Professor, agradeço a sua disponibilidade para me responder e desculpe não ter posto o meu nome. Acho que ninguém diz que está tudo bem. Vejo que dizem que há quem diz que está tudo bem.
Era mesmo essa reflexão que lhe pedia. Se tem 43 anos de trabalho nesta área, se formou tanta gente, por que é a inclusão ainda uma realidade tão distante?

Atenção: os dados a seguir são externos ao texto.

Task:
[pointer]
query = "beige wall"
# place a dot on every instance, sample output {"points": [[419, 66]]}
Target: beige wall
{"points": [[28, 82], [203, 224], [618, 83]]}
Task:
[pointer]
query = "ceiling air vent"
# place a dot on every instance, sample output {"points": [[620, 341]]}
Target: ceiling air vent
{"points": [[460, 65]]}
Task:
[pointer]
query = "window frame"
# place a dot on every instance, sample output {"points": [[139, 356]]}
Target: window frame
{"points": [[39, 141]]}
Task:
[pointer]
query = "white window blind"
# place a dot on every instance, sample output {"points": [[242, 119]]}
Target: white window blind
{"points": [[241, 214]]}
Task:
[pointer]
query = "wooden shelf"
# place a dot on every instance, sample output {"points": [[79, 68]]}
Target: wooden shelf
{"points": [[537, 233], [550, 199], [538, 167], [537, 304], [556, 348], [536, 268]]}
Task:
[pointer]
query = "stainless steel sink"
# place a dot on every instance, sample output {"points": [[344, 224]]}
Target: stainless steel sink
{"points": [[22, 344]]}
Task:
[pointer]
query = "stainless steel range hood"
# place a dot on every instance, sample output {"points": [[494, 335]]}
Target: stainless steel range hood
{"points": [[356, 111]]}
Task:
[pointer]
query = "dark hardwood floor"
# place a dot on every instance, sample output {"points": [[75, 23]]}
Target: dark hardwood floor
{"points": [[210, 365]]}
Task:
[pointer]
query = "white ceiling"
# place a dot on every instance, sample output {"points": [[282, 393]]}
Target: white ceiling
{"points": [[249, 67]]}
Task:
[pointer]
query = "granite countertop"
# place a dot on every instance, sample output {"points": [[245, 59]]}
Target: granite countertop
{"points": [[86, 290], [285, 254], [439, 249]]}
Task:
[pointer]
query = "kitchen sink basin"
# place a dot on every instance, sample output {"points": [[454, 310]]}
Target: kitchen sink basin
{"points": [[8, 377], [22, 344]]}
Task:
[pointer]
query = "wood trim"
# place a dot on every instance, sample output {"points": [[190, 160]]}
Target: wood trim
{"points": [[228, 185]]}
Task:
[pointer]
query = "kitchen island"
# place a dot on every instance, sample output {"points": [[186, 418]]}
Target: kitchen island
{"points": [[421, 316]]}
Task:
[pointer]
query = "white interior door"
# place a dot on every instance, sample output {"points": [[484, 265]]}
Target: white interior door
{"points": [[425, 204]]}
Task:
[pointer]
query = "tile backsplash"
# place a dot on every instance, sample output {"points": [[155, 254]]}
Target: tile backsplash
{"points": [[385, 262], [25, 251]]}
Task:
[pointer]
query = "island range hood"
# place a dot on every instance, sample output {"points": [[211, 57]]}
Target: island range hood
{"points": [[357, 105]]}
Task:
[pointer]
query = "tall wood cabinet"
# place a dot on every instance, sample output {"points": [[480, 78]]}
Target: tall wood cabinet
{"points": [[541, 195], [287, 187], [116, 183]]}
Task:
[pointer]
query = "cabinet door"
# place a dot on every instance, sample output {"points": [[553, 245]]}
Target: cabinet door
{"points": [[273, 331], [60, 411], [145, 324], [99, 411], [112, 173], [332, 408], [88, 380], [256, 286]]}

Olá Mãe Teresa, obrigado. A grande dificuldade, do meu ponto de vista, começa no facto de que,como escrevi, o mundo da escola é sempre um reflexo do mundo. Dramaticamente o mundo actual tem pouco de inclusivo, é altamente competitivo. Por outro lado, a educação é sempre palco de disputas e agendas que estão para além do bem superior que deveria ser o bem estar e sucesso dos alunos, de todos os alunos. Acresce que nas últimas décadas as políticas públicas passam por sucessivas alterações sem que se avalie suficientemente bem porquê e o quê mudar. Promovem-se mudanças avulsas, desgarradas e, logo a seguir, muda-se outra vez. Ainda em matéria de políticas públicas coloca-se a questão dos recursos, da organização, da burocracia e também de alguma incompetência. Um pequeno exemplo que felizmente foi corrigido embora seja cedo para avaliar o resultado. O 3/2008 previa uma coisa bizarra chamada CEI - Currículo Específico Individual. Pense comigo, por favor, pode haver um Currículo Individual que não seja Específico?!!! para mais e mais grave que a estranha designação é que o recurso ao CEI atropelou muitas crianças sem qualquer justificação condenando-as a um percurso de exclusão. É só um exmplo que tantas e tantas vezes referi em público e em diferentes fóruns. Eu sou optimista e creio que temos e vamos avançando mas para que este percurso seja de mais qualidade e que chegue a mais crianças é preciso que sejamos realistas, identifiquemos problemas e encontremos soluções. É a minha única preocupação e preferia não ter que dizer coisas menos positivas mas sinto que tenho a responsabilidade ética e deontológica de não esconder o que penso, posso estar errado e mostrem-me que sim, mas minha preocupação é exclusivamente o bem estar dos miúdos, de todos os miúdos, das famílias e dos profissionais. Continua de pé a ideia da conversa e se achar por bem contacte-me por mail, dou-lhe um contacto pessoal. É assim que, creio, conseguimos ir melhorando. Cumprimentos e obrigado pelos comentários.